I suppose, no-one thought really thought of what impacts might happen when voting for the Brexit - they "refused to acknowledge the harsh truth".
Lash
 
  1  
Sun 27 Jan, 2019 09:02 am
@Walter Hinteler,
If they were allowed to dissolve their attachment and be treated as well as countries who chose not to create those attachments in the first place, they’d be fine. It appears to me like intentional strongarming and implied threat.

Why can’t Britain be treated like Switzerland? The EU seems to bully them.

Walter Hinteler
 
  1  
Sun 27 Jan, 2019 09:09 am
@Lash,
Lash wrote:
Why can’t Britain be treated like Switzerland? The EU seems to bully them.
Switzerland isn't an EU-country and never was one.

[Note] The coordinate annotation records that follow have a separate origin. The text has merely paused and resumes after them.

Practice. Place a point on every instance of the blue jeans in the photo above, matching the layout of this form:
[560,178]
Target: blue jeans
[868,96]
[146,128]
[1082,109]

Since all but one (Liechtenstein) of Switzerland's neighbouring countries are EU member states, Switzerland has dozens and dozens of bilateral treaties with the EU, is additionally a Schengen country.
Walter Hinteler
 
  1  
Sun 27 Jan, 2019 09:39 am
@Walter Hinteler,
Walter Hinteler wrote:
Switzerland has dozens and dozens of bilateral treaties with the EU, is additionally a Schengen country.
Additionally, the relation of the Swiss Federation with the EU is regulated via the EFTA<>EU treaties. (Some of the Swiss-EU agreements from 1972 onward - are listed >here<. For Schengen and EFTA you may look at the relevant sites.)
cicerone imposter
 
  2  
Sun 27 Jan, 2019 01:29 pm
@Walter Hinteler,
What are the biggest conflicts for Switzerland from the Swiss-EU agreements if any?